Editorial
Higher Education
Lutheran Identity
Pedagogy
Vocation

From the Editor

Intersections No. 2 · Winter 1997

An Invitation

Those of you who read the first issue of INTERSECTIONS and have this one in hand probably recognize a pattern, Both of these first two issues have much the same format: 1) a lead essay previously delivered at a Vocation of Lutheran College Conference and 2) several responses. The question therefore naturally arises, will all issues of INTERSECTIONS look like this? The answer is no, definitely not.
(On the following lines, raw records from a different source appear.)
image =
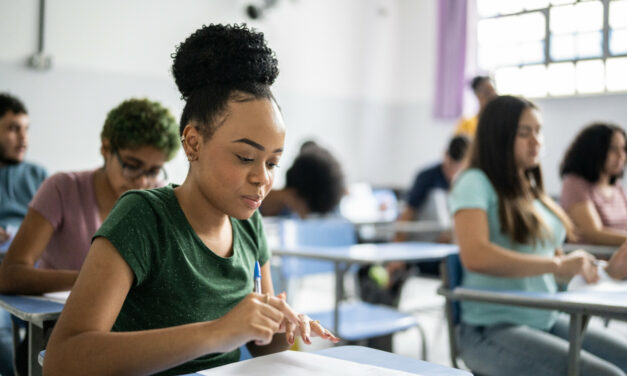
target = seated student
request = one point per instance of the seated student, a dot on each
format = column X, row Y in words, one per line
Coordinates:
column 19, row 181
column 510, row 233
column 138, row 137
column 484, row 90
column 431, row 179
column 314, row 184
column 167, row 284
column 592, row 193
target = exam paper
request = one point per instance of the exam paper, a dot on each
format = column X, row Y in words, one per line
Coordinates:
column 298, row 363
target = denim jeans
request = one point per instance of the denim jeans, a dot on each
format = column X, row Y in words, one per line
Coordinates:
column 506, row 349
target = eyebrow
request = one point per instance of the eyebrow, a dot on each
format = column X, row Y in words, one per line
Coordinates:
column 256, row 145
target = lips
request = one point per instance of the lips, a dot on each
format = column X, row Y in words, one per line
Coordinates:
column 252, row 202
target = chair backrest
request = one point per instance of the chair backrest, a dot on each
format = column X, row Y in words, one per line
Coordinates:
column 452, row 273
column 313, row 232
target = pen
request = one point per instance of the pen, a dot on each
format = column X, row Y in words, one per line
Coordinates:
column 257, row 278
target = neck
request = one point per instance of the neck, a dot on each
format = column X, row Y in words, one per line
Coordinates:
column 201, row 214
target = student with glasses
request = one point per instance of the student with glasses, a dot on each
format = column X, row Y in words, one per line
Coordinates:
column 138, row 137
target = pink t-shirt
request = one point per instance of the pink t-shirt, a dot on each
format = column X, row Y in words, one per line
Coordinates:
column 68, row 201
column 612, row 209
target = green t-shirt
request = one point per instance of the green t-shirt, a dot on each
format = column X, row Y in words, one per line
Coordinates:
column 473, row 190
column 178, row 280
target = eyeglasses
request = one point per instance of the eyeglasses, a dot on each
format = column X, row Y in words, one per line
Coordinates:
column 132, row 172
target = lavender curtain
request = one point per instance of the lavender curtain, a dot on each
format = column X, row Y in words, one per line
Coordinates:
column 449, row 86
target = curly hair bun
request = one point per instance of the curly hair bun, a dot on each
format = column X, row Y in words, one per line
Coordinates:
column 226, row 55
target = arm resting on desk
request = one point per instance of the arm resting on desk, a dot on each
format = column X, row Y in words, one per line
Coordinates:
column 18, row 274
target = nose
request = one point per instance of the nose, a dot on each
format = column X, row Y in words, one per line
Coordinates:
column 260, row 175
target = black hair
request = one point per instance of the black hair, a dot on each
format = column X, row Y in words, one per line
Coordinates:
column 11, row 103
column 317, row 178
column 457, row 147
column 586, row 155
column 477, row 81
column 218, row 63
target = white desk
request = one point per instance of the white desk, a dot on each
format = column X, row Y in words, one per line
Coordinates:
column 365, row 355
column 365, row 254
column 40, row 313
column 603, row 251
column 579, row 304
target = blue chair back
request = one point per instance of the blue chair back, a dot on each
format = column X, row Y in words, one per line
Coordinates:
column 313, row 232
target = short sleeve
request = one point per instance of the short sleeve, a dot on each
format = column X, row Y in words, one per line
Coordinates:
column 48, row 201
column 131, row 227
column 472, row 190
column 575, row 189
column 264, row 253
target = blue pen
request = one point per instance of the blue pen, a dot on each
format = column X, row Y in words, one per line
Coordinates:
column 257, row 278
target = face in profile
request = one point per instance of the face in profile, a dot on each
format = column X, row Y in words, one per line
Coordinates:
column 528, row 139
column 236, row 167
column 13, row 137
column 140, row 168
column 615, row 161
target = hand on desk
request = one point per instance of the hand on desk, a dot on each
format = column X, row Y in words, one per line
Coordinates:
column 617, row 266
column 258, row 317
column 577, row 262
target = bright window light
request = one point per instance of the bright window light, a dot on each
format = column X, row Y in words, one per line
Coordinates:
column 615, row 72
column 618, row 14
column 533, row 81
column 561, row 78
column 618, row 41
column 590, row 44
column 590, row 76
column 563, row 47
column 507, row 80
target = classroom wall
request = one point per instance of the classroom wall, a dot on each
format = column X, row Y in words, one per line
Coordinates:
column 356, row 75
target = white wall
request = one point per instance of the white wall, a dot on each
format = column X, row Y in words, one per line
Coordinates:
column 356, row 75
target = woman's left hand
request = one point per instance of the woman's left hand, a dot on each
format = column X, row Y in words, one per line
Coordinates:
column 306, row 328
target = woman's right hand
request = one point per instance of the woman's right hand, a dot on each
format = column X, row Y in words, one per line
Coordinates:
column 256, row 318
column 577, row 262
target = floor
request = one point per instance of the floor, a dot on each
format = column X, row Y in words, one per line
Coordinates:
column 418, row 297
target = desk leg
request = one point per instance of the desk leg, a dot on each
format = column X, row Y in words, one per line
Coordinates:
column 578, row 323
column 37, row 340
column 340, row 270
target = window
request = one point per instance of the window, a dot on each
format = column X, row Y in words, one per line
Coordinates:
column 542, row 48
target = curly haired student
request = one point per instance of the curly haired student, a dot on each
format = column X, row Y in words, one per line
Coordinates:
column 167, row 285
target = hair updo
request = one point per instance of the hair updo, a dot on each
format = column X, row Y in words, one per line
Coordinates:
column 218, row 63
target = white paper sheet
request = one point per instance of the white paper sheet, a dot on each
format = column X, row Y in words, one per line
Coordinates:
column 298, row 363
column 605, row 284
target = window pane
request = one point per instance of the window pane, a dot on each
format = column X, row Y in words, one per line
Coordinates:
column 618, row 14
column 615, row 72
column 618, row 41
column 590, row 76
column 561, row 78
column 507, row 80
column 589, row 16
column 562, row 47
column 589, row 44
column 533, row 81
column 535, row 4
column 561, row 20
column 532, row 52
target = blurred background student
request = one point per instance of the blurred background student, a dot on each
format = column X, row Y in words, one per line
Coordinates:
column 484, row 90
column 314, row 185
column 510, row 233
column 19, row 181
column 592, row 193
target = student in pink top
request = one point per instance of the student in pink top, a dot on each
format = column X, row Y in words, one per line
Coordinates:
column 592, row 194
column 138, row 137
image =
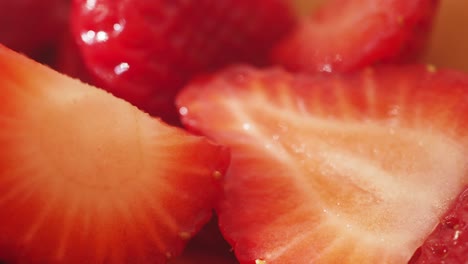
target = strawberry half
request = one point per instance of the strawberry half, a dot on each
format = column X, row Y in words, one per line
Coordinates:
column 88, row 178
column 344, row 35
column 145, row 51
column 353, row 168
While we plan to devote one issue each year specifically to continuing the dialogue initiated at these conferences, we also intend another issue which is more open-ended, open-textured, and shaped by the kinds of essays, reviews, poems and/or other artwork you, our readers, send us. We’d be particularly interested in getting letters about things we’ve already published, things that may have inspired, puzzled or upset you. The idea is to engender engaged discussion. We hope, in fact, to receive so much good stuff from you to necessitate publishing more than twice a year. We aren’t presently set up to do that, but it would be a nice problem to have.

Thus far a trickle of interesting manuscripts have begun to come in. We are in process of planning an exciting summer issue which will be sent out to your campuses first thing in September. So please write us and share your good work with us and thereby with your fellow faculty / administrators at the other ELCA colleges and universities.

Turning Toward Learning

Every semester I have a class of about 30 seniors read some selections from Aristotle’s Nichomachean Ethics. What they read includes the following sentences: “Learning and study [theoria] seem to be the only activities which are loved primarily for their own sake. For while we derive an advantage from practical pursuits beyond the action itself, from study we derive nothing beyond the activity of learning.” These sentences never fail to draw a response, usually a disbelieving hoot of laughter. But frequently a student will say, “Not only is study useful for other ends, but that’s the only reason that it’s pursued at all. No one would study just for the sake of learning. It’s not like it’s pleasurable or something. If I didn’t think the diploma would get me a job, I wouldn’t be studying at all.” At this point we usually have an interesting discussion about how an otherwise intelligent Hellene like Aristotle could have gotten this so wrong.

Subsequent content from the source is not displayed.